MARK C. DILLON, J.P., JOHN M. LEVENTHAL, LEONARD B. AUSTIN, and HECTOR D. LaSALLE, JJ.
Opinion Appeals from two orders of the Family Court, Queens County (Dennis Lebwohl, J.), both dated October 1, 2013. The first order, after a hearing, denied the mother's petition for custody of the subject child and granted the father's petition for custody of the subject child. The second order granted the mother visitation with the child on Wednesday afternoons from 2:25 p.m. to 7:30 p.m. and on Saturdays from 8:00 a.m. to 8:00 p.m.
ORDERED that the orders are affirmed, without costs or disbursements.

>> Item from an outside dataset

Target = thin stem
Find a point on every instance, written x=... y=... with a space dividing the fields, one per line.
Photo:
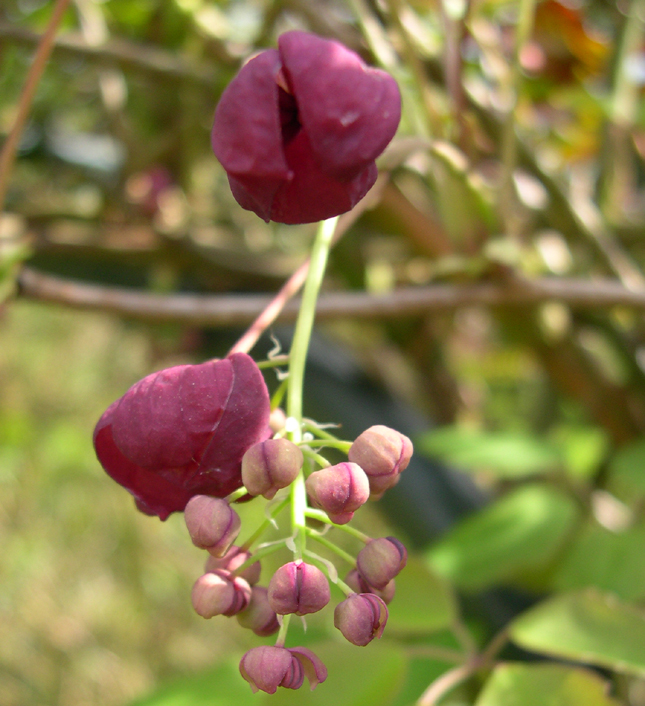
x=8 y=154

The Family Court did not err in allowing the mother to represent herself at the hearing. The record, as a whole, demonstrates that the mother made a knowing, voluntary, and intelligent decision to waive her right to counsel and to proceed (see People v. Providence, 2 N.Y.3d 579, 582–583, 780 N.Y.S.2d 552, 813 N.E.2d 632 ; People v. Arroyo, 98 N.Y.2d 101, 102–105, 745 N.Y.S.2d 796, 772 N.E.2d 1154 ; Matter of Francis v. Holder, 71 A.D.3d 1018, 1019, 896 N.Y.S.2d 888 ).

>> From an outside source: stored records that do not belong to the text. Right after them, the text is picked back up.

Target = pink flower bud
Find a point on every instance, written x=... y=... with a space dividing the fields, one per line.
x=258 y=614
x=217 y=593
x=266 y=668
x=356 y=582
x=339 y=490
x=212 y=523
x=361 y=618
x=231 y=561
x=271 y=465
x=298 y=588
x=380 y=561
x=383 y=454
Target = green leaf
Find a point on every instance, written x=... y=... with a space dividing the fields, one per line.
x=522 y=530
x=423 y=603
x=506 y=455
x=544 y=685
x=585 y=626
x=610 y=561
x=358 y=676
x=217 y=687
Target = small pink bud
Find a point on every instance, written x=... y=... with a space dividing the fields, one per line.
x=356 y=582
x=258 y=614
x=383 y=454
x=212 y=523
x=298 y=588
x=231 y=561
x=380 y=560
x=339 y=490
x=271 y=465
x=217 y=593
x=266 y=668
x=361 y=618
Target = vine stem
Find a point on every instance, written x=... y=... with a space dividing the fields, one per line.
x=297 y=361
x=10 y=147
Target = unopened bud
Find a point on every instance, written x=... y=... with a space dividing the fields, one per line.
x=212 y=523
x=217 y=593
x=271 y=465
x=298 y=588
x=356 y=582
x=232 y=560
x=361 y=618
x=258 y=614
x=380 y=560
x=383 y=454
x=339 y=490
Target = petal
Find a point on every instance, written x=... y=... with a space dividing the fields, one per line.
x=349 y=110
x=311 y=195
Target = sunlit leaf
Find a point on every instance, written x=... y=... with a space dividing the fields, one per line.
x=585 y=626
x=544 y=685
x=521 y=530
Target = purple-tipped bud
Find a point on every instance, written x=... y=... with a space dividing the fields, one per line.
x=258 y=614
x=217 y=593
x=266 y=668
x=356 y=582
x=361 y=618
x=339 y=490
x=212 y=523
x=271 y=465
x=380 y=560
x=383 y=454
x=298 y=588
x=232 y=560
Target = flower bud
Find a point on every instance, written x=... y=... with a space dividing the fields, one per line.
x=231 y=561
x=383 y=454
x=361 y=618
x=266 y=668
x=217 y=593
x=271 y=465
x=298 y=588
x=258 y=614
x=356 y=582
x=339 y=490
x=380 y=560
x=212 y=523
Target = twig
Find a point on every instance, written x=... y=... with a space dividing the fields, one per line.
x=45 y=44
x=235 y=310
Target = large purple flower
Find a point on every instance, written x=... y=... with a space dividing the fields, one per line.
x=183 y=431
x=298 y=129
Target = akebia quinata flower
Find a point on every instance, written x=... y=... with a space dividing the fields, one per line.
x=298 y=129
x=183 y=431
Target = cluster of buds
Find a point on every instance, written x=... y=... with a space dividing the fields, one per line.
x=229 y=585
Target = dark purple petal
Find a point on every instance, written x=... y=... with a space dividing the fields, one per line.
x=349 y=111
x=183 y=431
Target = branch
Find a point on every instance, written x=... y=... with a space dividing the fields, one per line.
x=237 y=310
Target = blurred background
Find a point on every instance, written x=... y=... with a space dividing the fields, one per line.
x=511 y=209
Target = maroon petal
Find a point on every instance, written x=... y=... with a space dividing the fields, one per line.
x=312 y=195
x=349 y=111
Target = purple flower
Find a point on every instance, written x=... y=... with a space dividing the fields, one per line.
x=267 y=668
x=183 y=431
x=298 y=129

“The paramount concern in any custody or visitation determination is the best interests of the child, under the totality of the circumstances” (Matter of Boggio v. Boggio, 96 A.D.3d 834, 835, 945 N.Y.S.2d 764 ; see Matter of Wilson v. McGlinchey, 2 N.Y.3d 375, 380–381, 779 N.Y.S.2d 159, 811 N.E.2d 526 ; Eschbach v. Eschbach, 56 N.Y.2d 167, 171, 451 N.Y.S.2d 658, 436 N.E.2d 1260 ). A hearing court's findings are accorded deference, and will not be disturbed unless they lack a sound and substantial basis in the record (see Matter of Torres v. Ojeda, 108 A.D.3d 570, 570–571, 968 N.Y.S.2d 191 ; Cervera v. Bressler, 90 A.D.3d 803, 805, 934 N.Y.S.2d 500 ; Matter of Elliott v. Felder, 69 A.D.3d 623, 623, 892 N.Y.S.2d 491 ). Here, the Family Court properly considered the totality of the circumstances, and its determination to award sole custody of the subject child to the father is supported by a sound and substantial basis in the record (see Eschbach v. Eschbach, 56 N.Y.2d at 171–172, 451 N.Y.S.2d 658, 436 N.E.2d 1260 ; Kramer v. Griffith, 119 A.D.3d 655, 656, 990 N.Y.S.2d 69 ; Matter of Mitchell v. Mitchell, 113 A.D.3d 775, 776, 978 N.Y.S.2d 876 ). Moreover, the court's determination that it would be in the subject child's best interests to have limited visitation with the mother has a sound and substantial basis in the record (see Kramer v. Griffith, 119 A.D.3d at 656, 990 N.Y.S.2d 69 ; Matter of Lane v. Lane, 68 A.D.3d 995, 997, 892 N.Y.S.2d 130 ).
The mother's contention that the Family Court improvidently exercised its discretion in making its determination without conducting an in camera interview of the subject child is without merit (see Matter of Son v. Ramos, 117 A.D.3d 745, 746–747, 984 N.Y.S.2d 612 ; Matter of Asgedom v. Asgedom, 51 A.D.3d 787, 788, 858 N.Y.S.2d 688 ).